Monday, April 11, 2016

Random Sequence: rampallian

"Away, you scullion! you rampallion! You fustilarian! I'll tickle your catastrophe."
--William Shakespeare, Henry IV, Part 2, Act 2. Scene I

rampallian (noun) = a scoundrel, a wretch

These days, you could call someone a rampallian and they would think you're complimenting them.

Fustilarian? That's a fat lady.

Wednesday, April 06, 2016

Word of the Day: pasticcio

hat
What's the word I'm thinking of?

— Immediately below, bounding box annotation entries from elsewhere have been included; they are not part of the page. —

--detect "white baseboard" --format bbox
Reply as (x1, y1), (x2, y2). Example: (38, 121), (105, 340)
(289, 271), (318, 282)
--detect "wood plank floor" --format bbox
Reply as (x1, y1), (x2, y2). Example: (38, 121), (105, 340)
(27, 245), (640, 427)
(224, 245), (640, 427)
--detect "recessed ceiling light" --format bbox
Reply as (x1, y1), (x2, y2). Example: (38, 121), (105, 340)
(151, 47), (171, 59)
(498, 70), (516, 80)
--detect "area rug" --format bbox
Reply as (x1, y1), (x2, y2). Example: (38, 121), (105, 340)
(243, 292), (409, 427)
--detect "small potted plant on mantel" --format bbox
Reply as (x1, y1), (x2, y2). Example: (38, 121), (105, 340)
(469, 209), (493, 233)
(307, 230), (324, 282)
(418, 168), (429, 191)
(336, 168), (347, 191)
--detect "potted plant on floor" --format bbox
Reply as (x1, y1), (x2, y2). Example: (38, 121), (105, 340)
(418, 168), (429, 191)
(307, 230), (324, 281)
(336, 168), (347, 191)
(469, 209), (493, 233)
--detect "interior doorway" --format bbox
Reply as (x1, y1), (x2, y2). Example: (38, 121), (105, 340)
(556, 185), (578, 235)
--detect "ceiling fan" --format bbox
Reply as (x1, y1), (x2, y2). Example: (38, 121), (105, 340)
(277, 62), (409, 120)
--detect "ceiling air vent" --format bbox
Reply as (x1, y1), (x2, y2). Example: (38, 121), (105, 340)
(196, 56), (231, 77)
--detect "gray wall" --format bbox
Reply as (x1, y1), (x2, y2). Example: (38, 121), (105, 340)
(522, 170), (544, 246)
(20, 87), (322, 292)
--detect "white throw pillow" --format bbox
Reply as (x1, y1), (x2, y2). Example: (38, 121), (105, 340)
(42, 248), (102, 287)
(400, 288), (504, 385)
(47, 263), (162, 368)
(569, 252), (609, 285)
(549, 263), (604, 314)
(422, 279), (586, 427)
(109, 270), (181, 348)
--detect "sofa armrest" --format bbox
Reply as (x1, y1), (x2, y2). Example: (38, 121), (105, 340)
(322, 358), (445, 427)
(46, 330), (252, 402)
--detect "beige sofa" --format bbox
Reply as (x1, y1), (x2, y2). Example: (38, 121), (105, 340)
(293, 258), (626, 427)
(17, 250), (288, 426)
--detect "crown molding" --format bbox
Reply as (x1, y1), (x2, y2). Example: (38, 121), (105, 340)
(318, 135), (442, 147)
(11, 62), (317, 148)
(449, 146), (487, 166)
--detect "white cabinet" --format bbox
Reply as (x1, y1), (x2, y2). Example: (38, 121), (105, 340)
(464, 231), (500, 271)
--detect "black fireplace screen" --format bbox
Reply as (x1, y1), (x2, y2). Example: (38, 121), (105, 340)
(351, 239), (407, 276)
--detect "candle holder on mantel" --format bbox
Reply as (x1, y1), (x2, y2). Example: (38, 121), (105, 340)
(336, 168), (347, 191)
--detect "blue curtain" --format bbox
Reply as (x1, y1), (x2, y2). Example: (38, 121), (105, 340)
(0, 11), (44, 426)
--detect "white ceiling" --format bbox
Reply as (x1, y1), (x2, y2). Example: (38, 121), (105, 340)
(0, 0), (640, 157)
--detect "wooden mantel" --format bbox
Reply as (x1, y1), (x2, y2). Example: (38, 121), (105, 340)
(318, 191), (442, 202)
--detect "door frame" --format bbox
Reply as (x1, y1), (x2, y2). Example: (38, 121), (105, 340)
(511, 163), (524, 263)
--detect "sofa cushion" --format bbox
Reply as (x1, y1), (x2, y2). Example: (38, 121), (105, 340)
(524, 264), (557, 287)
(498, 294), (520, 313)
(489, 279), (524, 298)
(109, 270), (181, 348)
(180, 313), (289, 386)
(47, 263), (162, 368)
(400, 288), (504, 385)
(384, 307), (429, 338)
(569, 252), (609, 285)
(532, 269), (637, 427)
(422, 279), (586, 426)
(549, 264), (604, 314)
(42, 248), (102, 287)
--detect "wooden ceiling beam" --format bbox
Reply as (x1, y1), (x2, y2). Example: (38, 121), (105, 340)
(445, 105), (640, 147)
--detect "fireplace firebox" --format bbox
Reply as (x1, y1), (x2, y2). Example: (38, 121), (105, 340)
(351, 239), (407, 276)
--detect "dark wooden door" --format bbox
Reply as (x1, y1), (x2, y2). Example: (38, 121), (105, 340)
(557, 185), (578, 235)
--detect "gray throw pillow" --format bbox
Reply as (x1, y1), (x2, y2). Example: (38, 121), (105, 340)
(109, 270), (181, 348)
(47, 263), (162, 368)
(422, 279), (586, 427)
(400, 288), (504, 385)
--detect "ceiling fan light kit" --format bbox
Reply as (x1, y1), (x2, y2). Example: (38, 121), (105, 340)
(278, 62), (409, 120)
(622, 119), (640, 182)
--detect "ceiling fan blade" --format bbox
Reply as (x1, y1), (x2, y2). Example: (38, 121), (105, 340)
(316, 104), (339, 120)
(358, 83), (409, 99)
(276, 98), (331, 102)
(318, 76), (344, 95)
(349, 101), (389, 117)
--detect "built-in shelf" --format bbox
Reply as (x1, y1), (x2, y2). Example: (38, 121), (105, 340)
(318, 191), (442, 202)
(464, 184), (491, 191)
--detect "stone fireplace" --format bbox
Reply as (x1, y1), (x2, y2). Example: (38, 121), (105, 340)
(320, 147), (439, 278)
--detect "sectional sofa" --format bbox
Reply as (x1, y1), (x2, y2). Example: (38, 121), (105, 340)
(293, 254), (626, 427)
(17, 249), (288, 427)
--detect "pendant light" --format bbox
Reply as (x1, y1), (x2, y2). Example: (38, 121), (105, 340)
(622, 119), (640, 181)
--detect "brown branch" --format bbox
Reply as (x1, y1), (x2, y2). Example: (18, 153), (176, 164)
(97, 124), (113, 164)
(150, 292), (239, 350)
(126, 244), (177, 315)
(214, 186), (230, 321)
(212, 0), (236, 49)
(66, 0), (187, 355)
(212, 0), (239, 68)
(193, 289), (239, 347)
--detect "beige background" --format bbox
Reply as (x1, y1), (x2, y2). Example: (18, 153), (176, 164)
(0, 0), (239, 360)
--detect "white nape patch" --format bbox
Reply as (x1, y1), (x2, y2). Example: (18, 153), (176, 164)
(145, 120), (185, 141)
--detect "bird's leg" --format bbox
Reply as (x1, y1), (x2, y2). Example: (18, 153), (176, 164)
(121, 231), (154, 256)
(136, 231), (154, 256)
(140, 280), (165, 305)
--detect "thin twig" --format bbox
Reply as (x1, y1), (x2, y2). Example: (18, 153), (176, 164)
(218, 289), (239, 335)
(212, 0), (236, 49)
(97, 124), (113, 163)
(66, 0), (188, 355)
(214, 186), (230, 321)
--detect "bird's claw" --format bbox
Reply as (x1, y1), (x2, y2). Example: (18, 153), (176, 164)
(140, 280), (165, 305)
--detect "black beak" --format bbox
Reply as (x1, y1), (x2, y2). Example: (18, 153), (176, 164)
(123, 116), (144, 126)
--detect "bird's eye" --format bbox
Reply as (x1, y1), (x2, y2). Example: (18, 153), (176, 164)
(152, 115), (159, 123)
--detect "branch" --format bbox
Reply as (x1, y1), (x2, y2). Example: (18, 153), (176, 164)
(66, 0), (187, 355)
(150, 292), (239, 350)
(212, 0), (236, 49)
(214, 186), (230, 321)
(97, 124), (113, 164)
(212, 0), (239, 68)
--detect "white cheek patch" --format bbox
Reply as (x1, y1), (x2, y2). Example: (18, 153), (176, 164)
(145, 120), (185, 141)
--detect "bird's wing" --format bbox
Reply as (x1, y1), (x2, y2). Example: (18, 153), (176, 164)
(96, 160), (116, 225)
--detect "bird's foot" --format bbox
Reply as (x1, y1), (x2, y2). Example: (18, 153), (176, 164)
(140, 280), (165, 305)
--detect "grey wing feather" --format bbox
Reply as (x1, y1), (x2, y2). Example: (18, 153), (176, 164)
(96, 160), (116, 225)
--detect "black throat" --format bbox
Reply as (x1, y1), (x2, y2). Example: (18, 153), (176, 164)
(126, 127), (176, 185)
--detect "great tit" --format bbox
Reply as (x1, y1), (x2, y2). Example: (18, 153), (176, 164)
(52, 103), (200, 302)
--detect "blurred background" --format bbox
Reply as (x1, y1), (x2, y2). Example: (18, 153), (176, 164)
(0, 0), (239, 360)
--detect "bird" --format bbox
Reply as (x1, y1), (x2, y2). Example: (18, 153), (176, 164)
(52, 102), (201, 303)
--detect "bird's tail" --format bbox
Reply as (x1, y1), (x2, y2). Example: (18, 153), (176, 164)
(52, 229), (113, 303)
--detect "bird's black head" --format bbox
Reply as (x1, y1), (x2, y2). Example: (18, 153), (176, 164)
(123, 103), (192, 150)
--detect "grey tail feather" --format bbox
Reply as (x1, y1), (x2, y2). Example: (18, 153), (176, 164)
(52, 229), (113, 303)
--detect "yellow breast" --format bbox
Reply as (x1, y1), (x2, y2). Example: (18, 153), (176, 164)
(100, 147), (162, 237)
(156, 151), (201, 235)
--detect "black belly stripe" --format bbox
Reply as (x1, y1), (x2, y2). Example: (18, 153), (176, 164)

Today it's...

pasticcio [pa-STEE-cho] (noun) [TWITO, page 107]

A work or style consisting of borrowed fragments, ingredients, or motifs assembled from various sources; a potpourri

"What did it matter if the work were a spurious thing, a pasticcio, a poor victim which had been pulled this way and that, changed, cut, added to?"
--Robert Smythe Hichens, The Way of Ambition (1913)

"On one occasion an old man sang quite glibly a tune which was in reality a pasticcio of three separate shanties all known to me."
--Sir Richard Runciman Terry, The Shanty Book, Part I, Sailor Shanties (1921)

Hey, all you wordcatchers, I know this sounds like something you might order in an Italian restaurant, but it appears in the American Heritage Dictionary of the English Language, so I think it's worth featuring.